Here my grasp of the math and technique described in the post becomes strained. It seems obvious that for each resolution, the data rate selected would be the point on the convex hull. And Netflix is clear that it produces with a finite set of resolutions. What’s unclear is if each resolution gets a single encode, or if Netflix encodes at multiple data rates at the same resolutions.
This statement causes my confusion: “The bitrate selection is also limited to a finite set, where the adjacent bitrates have an increment of roughly 5%.” Does this mean that there are multiple encodes at bitrates roughly 5% apart, or if these are the bitrates for which Netflix tried to ascertain the highest quality resolution, in essence the test targets?
Note that this is a critical issue. The procedure detailed in the blog post focuses solely on optimizing quality, not on whether or not the encoding ladder performs well in the context of an adaptive group. In this regard, Apple Tech Note TN2224 advises producers to keep “adjacent bit rates at a factor of 1.5 to 2 apart.” A seminal Adobe white paper on the topic explains why: “Too many bit rates too close to one another could result in too many stream switches, even with smaller bandwidth fluctuations. Besides the slight overhead in switching, the viewer's experience with too-frequent quality fluctuations may not be pleasant.” So one big question is how many adaptive variants are produced for each source file, and how that changes with different content.
We asked Netflix how many bitrates were in the final group, and if they ware 5 percent apart, or more spaced out. Netflix provided the sample ladder shown in Table 2, and responded, “The total number of bitrates is dependent on the title. Ideally, there is one JND [just noticeable difference] between each bitrate. The sample below is the CBE for an animated original. This is representative but would vary per-title.”
Table 2: Old and new encoding ladder for animated footage. Note the significant data rate savings at 720x480 and above.

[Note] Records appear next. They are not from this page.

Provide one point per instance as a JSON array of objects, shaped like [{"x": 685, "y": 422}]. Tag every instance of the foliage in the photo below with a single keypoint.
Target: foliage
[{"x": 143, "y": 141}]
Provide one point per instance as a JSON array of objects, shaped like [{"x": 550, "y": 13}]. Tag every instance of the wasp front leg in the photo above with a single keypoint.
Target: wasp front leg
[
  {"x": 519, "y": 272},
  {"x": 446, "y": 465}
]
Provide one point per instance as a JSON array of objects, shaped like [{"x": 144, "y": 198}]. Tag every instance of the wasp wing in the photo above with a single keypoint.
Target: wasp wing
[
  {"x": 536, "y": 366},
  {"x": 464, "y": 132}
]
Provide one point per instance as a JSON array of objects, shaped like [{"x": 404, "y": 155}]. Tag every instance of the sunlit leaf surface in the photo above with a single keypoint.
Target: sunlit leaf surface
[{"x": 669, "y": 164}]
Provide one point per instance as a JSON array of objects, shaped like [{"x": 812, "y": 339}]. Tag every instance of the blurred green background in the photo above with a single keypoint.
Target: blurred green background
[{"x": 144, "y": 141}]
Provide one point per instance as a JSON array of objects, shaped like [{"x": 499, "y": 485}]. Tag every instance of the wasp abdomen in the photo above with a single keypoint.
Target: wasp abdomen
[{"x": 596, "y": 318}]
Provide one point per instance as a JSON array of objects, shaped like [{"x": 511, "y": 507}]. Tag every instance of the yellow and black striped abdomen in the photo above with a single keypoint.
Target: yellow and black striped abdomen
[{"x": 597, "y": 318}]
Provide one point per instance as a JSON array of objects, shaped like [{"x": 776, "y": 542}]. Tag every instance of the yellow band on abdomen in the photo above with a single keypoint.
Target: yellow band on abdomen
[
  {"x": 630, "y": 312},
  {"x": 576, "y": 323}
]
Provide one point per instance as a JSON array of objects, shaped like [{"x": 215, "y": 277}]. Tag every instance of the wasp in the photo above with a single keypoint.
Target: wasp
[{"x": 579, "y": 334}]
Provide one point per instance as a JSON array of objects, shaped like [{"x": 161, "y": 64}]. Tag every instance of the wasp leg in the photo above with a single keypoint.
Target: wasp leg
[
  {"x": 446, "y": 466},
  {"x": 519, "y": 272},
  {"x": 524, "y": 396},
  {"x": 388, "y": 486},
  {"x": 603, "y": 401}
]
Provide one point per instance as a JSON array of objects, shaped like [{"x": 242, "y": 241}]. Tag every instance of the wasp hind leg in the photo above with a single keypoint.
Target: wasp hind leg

Another critical question is the encoding technique actually used for Netflix’s production encodes. Specifically, while Netflix clearly uses QP encoding as a tool to identify the optimal data rate target for each file, we were curious as to the technique used to encode the final video, particularly in view of the 10 percent variability threshold dictated in Apple Technote TN2224. Ronca advised that it uses two-pass VBR, with limited encoder parameters to maintain compatibility with legacy devices. As an example, Ronca related that the maximum buffer used was around 200 percent of the average target bitrate.
The Mystery of Netflix's Comparisons
Upon first reading, the biggest mystery was how Netflix computed PSNR on files with varying resolutions, since most objective quality tools like the Moscow University Video Quality Measurement Tool can’t perform cross-resolution testing of any kind (read the review). To be clear, the source file for all encodes is (presumably) a 1080p original. To compute PSNR, however, you need a pixel-by-pixel comparison. So how did Netflix computer PSNR on a lower-resolution variant like the 720x480 file?